Foldable smartphone shipments expected to reach 27.6 million units in 2025

Shawn Knight

Posts: 15,294   +192
Staff member
What just happened? Shipments of foldable smartphones, which include both flip and fold form factors, reached 7.1 million units in 2021 according to a recent report from International Data Corporation (IDC). That’s an increase of 264.3 percent over the 1.9 million units that shipped the previous year, but there’s still a lot of ground to cover before foldables will be considered serious competitors to traditional slab smartphones.

With 7.1 million units shipped, foldables represented just 0.5 percent of the overall smartphone market share in 2021. IDC projects foldable phone shipments could reach 27.6 million units in 2025 with a market value of $29 billion. Should that forecast come to fruition, foldables would still only account for 1.8 percent of the smartphone market in 2025.

Foldable smartphones are slowly but surely gaining traction with consumers, thanks in large part to efforts by Samsung.

Samsung’s Galaxy Z Flip3 effectively lowered the cost barrier for many buyers without sacrificing quality or otherwise compromising the overall experience afforded by a foldable. Launched last August, the handset starts at $999.99 - not exactly cheap, but far less expensive than the first wave of foldables.

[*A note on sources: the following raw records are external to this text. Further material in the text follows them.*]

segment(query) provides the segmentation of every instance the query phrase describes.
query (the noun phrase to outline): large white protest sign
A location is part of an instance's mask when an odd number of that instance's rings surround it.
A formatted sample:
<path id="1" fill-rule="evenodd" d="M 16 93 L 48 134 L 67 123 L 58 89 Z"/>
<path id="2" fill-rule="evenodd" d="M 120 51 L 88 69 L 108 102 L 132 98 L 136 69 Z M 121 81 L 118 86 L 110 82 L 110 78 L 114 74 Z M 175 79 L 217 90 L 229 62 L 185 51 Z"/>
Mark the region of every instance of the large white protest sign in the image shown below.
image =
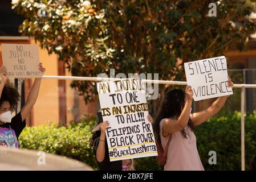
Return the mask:
<path id="1" fill-rule="evenodd" d="M 194 100 L 233 94 L 227 86 L 227 62 L 225 56 L 184 63 L 188 85 L 192 87 Z"/>
<path id="2" fill-rule="evenodd" d="M 106 130 L 110 161 L 157 156 L 141 79 L 128 78 L 97 84 Z"/>
<path id="3" fill-rule="evenodd" d="M 3 64 L 11 78 L 42 77 L 38 68 L 38 48 L 35 44 L 2 44 Z"/>

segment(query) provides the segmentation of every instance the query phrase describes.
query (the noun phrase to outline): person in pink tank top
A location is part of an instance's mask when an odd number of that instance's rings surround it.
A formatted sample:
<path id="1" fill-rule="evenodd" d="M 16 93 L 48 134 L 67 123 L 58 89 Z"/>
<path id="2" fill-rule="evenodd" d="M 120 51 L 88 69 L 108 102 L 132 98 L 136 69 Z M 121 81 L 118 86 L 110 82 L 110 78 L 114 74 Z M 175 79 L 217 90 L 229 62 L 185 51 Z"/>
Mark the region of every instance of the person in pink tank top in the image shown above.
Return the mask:
<path id="1" fill-rule="evenodd" d="M 229 78 L 229 87 L 233 83 Z M 155 123 L 156 140 L 164 150 L 170 137 L 165 171 L 203 171 L 193 132 L 198 126 L 217 114 L 228 96 L 218 98 L 208 109 L 191 114 L 193 90 L 188 86 L 185 92 L 173 89 L 165 96 L 161 110 Z"/>

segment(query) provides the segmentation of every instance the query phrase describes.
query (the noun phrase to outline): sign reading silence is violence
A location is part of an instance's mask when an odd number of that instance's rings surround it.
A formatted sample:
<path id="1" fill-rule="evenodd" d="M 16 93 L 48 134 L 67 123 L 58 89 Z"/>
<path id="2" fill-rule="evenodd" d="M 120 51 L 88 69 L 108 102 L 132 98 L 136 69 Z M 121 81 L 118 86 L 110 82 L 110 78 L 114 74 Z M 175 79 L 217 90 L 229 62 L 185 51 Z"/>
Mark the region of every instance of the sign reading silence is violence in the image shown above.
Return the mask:
<path id="1" fill-rule="evenodd" d="M 233 94 L 227 87 L 227 62 L 225 56 L 184 63 L 188 85 L 192 87 L 194 100 Z"/>
<path id="2" fill-rule="evenodd" d="M 9 78 L 40 78 L 38 48 L 35 44 L 2 44 L 3 64 Z"/>
<path id="3" fill-rule="evenodd" d="M 144 85 L 139 78 L 97 84 L 110 161 L 157 156 Z"/>

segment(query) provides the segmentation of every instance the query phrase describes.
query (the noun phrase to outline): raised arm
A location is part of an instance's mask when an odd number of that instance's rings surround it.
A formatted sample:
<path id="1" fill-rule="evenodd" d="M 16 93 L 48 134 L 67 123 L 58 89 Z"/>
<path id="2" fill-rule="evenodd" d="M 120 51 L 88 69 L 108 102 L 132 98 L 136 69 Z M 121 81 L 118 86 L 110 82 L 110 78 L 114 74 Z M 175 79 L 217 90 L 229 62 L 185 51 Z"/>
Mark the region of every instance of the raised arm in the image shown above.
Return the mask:
<path id="1" fill-rule="evenodd" d="M 4 65 L 2 65 L 1 68 L 0 69 L 0 76 L 1 77 L 2 80 L 0 83 L 0 98 L 2 96 L 2 92 L 3 92 L 3 87 L 5 86 L 5 84 L 7 82 L 7 78 L 6 77 L 6 68 Z"/>
<path id="2" fill-rule="evenodd" d="M 234 85 L 234 83 L 231 81 L 231 78 L 229 77 L 227 84 L 227 86 L 231 88 L 233 88 Z M 224 106 L 228 97 L 228 96 L 220 97 L 206 109 L 192 114 L 191 119 L 193 125 L 194 126 L 198 126 L 218 113 Z"/>
<path id="3" fill-rule="evenodd" d="M 45 72 L 45 68 L 42 66 L 42 63 L 39 65 L 39 71 L 43 75 Z M 38 93 L 39 92 L 40 85 L 41 84 L 41 78 L 35 78 L 33 85 L 27 97 L 27 101 L 25 105 L 21 110 L 21 114 L 22 121 L 24 121 L 27 116 L 30 113 L 32 107 L 35 104 L 37 97 L 38 96 Z"/>
<path id="4" fill-rule="evenodd" d="M 191 86 L 188 86 L 185 90 L 185 92 L 187 100 L 181 115 L 178 117 L 177 122 L 170 119 L 167 119 L 164 122 L 162 127 L 164 133 L 170 134 L 179 131 L 183 130 L 188 125 L 193 96 Z"/>
<path id="5" fill-rule="evenodd" d="M 96 153 L 97 161 L 100 163 L 102 162 L 105 159 L 105 144 L 107 142 L 105 141 L 105 131 L 108 126 L 109 126 L 109 124 L 107 121 L 104 121 L 100 125 L 100 136 Z"/>

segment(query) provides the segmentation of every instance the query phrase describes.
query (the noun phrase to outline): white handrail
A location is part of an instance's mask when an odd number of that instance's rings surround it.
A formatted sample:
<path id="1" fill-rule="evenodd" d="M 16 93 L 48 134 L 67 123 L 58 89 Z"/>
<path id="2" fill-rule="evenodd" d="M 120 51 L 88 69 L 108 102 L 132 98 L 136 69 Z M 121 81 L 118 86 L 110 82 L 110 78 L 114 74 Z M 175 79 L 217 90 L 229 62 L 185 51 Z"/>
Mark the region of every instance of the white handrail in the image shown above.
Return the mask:
<path id="1" fill-rule="evenodd" d="M 91 81 L 107 81 L 111 80 L 118 80 L 121 78 L 104 78 L 104 77 L 79 77 L 79 76 L 43 76 L 43 78 L 46 79 L 58 79 L 58 80 L 84 80 Z M 143 81 L 147 83 L 166 84 L 166 85 L 186 85 L 186 81 L 169 81 L 169 80 L 145 80 Z M 241 88 L 241 170 L 245 169 L 245 88 L 256 88 L 256 84 L 234 84 L 234 88 Z"/>
<path id="2" fill-rule="evenodd" d="M 121 79 L 116 78 L 69 76 L 48 76 L 48 75 L 44 75 L 43 76 L 43 78 L 46 79 L 54 78 L 57 80 L 84 80 L 84 81 L 107 81 L 111 80 L 118 80 Z M 159 84 L 180 85 L 187 85 L 187 82 L 186 81 L 180 81 L 143 79 L 143 81 L 147 83 Z M 256 88 L 256 84 L 234 84 L 234 88 Z"/>

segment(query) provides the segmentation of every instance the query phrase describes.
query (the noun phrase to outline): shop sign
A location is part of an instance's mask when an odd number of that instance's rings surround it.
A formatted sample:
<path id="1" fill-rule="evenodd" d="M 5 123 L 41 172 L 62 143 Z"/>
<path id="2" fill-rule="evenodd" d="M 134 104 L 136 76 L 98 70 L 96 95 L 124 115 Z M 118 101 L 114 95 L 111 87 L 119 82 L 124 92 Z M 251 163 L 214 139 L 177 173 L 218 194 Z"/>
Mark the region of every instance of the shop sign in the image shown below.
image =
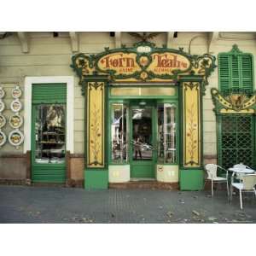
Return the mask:
<path id="1" fill-rule="evenodd" d="M 164 75 L 173 74 L 175 71 L 185 72 L 190 67 L 188 58 L 175 53 L 155 53 L 150 58 L 146 55 L 137 57 L 137 54 L 134 53 L 109 54 L 99 59 L 97 67 L 103 73 L 112 71 L 115 75 L 131 75 L 148 67 L 145 71 L 152 72 L 155 75 Z"/>
<path id="2" fill-rule="evenodd" d="M 108 74 L 112 81 L 175 81 L 180 74 L 207 77 L 216 67 L 215 57 L 205 54 L 191 55 L 183 49 L 158 48 L 149 42 L 135 44 L 131 48 L 106 48 L 98 55 L 78 54 L 71 67 L 80 77 Z"/>

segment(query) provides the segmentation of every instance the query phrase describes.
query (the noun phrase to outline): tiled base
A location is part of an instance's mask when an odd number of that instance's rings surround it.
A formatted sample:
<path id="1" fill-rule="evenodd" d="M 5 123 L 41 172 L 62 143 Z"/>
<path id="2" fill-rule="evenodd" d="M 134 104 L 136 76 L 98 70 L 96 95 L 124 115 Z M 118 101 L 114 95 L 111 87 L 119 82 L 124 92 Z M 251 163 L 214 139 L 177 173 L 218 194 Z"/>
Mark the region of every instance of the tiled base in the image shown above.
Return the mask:
<path id="1" fill-rule="evenodd" d="M 178 183 L 160 183 L 155 180 L 131 181 L 123 183 L 109 183 L 109 189 L 166 189 L 178 190 Z"/>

The more interesting battle could be between form factors: flip or fold. Nabila Popal, research director with IDC's worldwide quarterly mobile phone tracker, said that although the flip seems to be more popular at the moment, it is too early in the game to declare a clear winner. As such, vendors will have to keep a close eye on the overall market to observe how trends steer the ship.

Image credit Onur Binay

Permalink to story.

 
Eventually, they will get better, but I'm not spending 1,000-2000 bucks on a folding phone, just to be "hip".
 
Well if they could demonstrate that foldables are durable longer term, they might see a surge in sales. By 2025 Fold alone will be about 6-7th gen, and you'd think by then it would be much more robust than today's efforts. I don't have any desire for the flip style, but a fold that was thinner and much more robust would definitely interest me.
 
I'm waiting the folding phone, with slide out extensions to double it's size again , then one more fold - so 8 times bigger - ( limit as always 7 folds ) .
Yeah these will become reliable cheap and common place - and kids will think it's no big deal and why didn't they always make them .
Why don't they make smart pull out films that graphics can raster out into it a bit like a CRT ( not sure if that idea is out there - feel free to patent it - I don't care ) - actually would be pretty crap to think about it. Great for Star wars prologue or move credits - still it could have a line trigger code - for normal image
 
I have yet to see any human person with a phone embrace this colossally stupid gimmick. At least water resistance had a use case. I am done with this paradigm.
 
Well if they could demonstrate that foldables are durable longer term, they might see a surge in sales. By 2025 Fold alone will be about 6-7th gen, and you'd think by then it would be much more robust than today's efforts. I don't have any desire for the flip style, but a fold that was thinner and much more robust would definitely interest me.
It would be interesting to see a poll of how many mobile phone users actually give damn about durability or longevity given how they are so keen to change phones as soon as some new over-hyped version comes along. It appears to me that they are now considered one more disposable trinket or fashion accessory.